Perdí la fe pocas semanas antes de la fecha en la que tenía previsto confirmarme en ella. Tenía 17 años e inmediatamente con la fe del converso, oh, deliciosa ironía, intenté convencer a la gente que tenía a mi alrededor de la absoluta e indiscutible verdad de mi recién adquirido ateísmo. La racionalidad, la tetera de Russell, Nietzsche, todo eso. Fracasé mucho, y en seguida se me pasaron las ganas de predicar la muerte de Dios y el advenimiento del reino del empirismo.

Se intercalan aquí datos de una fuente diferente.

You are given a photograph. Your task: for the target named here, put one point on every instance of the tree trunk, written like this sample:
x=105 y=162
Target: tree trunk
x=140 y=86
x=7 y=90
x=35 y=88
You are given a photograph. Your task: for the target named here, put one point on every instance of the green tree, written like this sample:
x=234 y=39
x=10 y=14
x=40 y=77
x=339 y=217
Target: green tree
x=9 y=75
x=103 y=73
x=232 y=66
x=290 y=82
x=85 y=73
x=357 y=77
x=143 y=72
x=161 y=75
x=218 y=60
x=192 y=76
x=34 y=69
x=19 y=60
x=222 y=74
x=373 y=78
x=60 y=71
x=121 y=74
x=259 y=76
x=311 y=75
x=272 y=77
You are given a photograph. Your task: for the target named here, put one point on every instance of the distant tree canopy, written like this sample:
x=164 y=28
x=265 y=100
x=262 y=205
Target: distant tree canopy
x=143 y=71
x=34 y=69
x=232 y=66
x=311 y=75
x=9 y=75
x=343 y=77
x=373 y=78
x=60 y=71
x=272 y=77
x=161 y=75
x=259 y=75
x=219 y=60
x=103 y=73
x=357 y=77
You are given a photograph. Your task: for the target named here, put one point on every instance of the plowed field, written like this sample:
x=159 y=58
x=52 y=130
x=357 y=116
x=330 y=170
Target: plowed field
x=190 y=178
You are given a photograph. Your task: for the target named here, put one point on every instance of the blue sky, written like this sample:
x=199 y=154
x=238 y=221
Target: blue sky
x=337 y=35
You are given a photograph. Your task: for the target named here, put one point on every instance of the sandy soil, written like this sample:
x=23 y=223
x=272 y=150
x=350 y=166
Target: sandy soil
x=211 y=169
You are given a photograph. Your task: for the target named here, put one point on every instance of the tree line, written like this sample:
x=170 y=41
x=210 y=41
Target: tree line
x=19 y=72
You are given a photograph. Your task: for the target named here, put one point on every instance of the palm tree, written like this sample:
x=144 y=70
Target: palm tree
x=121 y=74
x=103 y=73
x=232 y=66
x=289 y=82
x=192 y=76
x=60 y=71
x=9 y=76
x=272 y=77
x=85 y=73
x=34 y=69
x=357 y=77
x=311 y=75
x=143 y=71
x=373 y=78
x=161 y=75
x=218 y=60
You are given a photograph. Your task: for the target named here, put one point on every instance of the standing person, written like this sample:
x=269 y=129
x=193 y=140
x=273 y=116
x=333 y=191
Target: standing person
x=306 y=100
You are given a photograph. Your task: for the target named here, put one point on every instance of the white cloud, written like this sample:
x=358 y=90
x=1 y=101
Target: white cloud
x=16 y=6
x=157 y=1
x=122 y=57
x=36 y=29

Cuando llegó la fecha, me confirmé como estaba previsto: si Dios no existe, es una ceremonia vacía, pero a mi madre le hacía mucha ilusión, ¿y acaso hay algo con más sentido que hacer feliz a una madre?

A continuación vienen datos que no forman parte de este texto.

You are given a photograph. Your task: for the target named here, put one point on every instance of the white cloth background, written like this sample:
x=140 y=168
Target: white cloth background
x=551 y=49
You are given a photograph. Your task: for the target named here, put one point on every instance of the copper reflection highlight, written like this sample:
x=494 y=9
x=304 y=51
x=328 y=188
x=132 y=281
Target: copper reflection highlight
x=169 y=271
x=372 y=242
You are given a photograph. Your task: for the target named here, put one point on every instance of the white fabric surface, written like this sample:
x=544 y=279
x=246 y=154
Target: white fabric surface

"Yo creo en Dios pero no en la Iglesia" es una frase muy de progre de barrio bien, de gafitas de pasta a media nariz, barbita, Cahiers du Cinéma o El País Semanal en el brazo izquierdo ellos, boina parisina de palo y bolso de marca que no lo parece ellas. Creer en Dios pero no en la Iglesia es como creer en el horóscopo, en el reiki o en la apertura de los chakras por medio del sexo grupal: una chorrada. Si uno cree en Dios, cree necesariamente en la Iglesia, o si no, está creyendo en otra cosa, a la que aún no ha sido capaz de encontrarle un nombre.

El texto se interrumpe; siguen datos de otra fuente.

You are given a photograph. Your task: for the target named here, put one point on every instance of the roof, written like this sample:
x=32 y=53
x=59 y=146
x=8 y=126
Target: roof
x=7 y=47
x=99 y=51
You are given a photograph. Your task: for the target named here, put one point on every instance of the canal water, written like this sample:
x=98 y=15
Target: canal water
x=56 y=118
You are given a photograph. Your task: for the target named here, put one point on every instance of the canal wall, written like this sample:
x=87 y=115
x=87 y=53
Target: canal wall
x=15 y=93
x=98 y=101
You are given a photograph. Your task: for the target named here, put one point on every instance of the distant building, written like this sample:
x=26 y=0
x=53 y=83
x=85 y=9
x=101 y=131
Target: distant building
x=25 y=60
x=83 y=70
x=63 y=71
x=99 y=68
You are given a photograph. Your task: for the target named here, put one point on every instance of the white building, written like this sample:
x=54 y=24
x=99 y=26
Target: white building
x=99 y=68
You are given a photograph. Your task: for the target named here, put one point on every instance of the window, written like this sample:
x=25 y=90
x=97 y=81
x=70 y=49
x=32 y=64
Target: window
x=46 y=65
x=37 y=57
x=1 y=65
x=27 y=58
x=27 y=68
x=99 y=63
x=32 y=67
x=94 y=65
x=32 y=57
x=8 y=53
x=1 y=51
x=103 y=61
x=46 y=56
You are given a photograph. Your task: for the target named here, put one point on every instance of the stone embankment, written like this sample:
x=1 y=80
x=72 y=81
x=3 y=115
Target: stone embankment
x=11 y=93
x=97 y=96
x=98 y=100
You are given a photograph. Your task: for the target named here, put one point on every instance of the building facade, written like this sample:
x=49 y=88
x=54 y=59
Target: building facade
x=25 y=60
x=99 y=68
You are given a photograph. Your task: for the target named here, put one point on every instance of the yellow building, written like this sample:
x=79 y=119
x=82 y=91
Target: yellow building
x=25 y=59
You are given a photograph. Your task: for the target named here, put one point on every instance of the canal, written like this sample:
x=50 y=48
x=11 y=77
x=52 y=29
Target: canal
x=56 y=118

"Que la alegría por el nacimiento de Jesús llene vuestro hogar de luz". Así rezan las notas de mis hijos, que van a un colegio católico, el mismo al que también fue mi madre setenta años antes. La polémica entre felicitar las fiestas o desear una feliz Navidad no tiene sentido. Son dos maneras de referirse a lo mismo. Las fiestas son más que la Navidad, incluyen Año Nuevo, Reyes y en Cataluña San Esteban. Hasta el sorteo del Gordo, si me apuran. No veo nada malo en felicitar las fiestas, como veo absurdo evitar deliberadamente hablar de la Navidad. Lo que realmente es estúpido es odiar la Navidad, y específicamente, hacerlo por los motivos incorrectos.

"Feliz Falsedad" cantaban los capullos de Soziedad Alkohólika a mediados de los noventa. También Siniestro Total cantaba que la familia es la célula de la sociedad moderna, aunque sea cancerígena desde la Edad de Piedra. Ver el mundo así es una decisión deliberada y consciente, una renuncia voluntaria y explícita al bien. Se puede escoger. Quien elige enfadarse con Campofrío por hacer un anuncio conciliador en una época de polarización lo hace porque quiere. Quien decide pasarse todas las Navidades quejándose por las opiniones de sus cuñados en vez de aceptarles como son, perdonarles por tener las ideas incorrectas y quedarse con lo que tengan de bueno, lo hace porque le da la gana. Hay quien no puede ser feliz en Navidad porque echa de menos a sus seres queridos. Hay quien realmente tiene mala suerte y tiene un entorno familiar indeseable del que necesita huir. Pero no es el caso de la mayoría de nosotros. La mayoría de nosotros tenemos familias imperfectas, hechas de piezas de puzle que a menudo encajan malamente entre sí, con desavenencias que se remontan años o décadas atrás, a veces generaciones. No somos perfectos, y desde luego que nuestras familias tampoco lo son. Pero eso no quiere decir que no seamos merecedores de paz, amor y cariño. No quiere decir que no seamos iguales a los ojos de Dios, incluso aunque el Dios cuyo nacimiento celebramos no exista.

La Navidad es un rito compartido, como lo es la eucaristía. Cuando uno ha crecido como católico no necesita entender lo que dice un sacerdote croata, húngaro, italiano o polaco para sentirse en casa en cualquier iglesia del mundo. No es necesario creer en Dios para disfrutar la Navidad. No es necesario ser cristiano para merecer unas felices fiestas, para encontrar la paz, el amor y el refugio de una familia, o, mejor aún, para ofrecerlo. No hace falta creer en la divinidad de aquel bebé judío para saber que la Navidad es real.

Queridos lectores de Libertad Digital: de todo corazón: Feliz Navidad.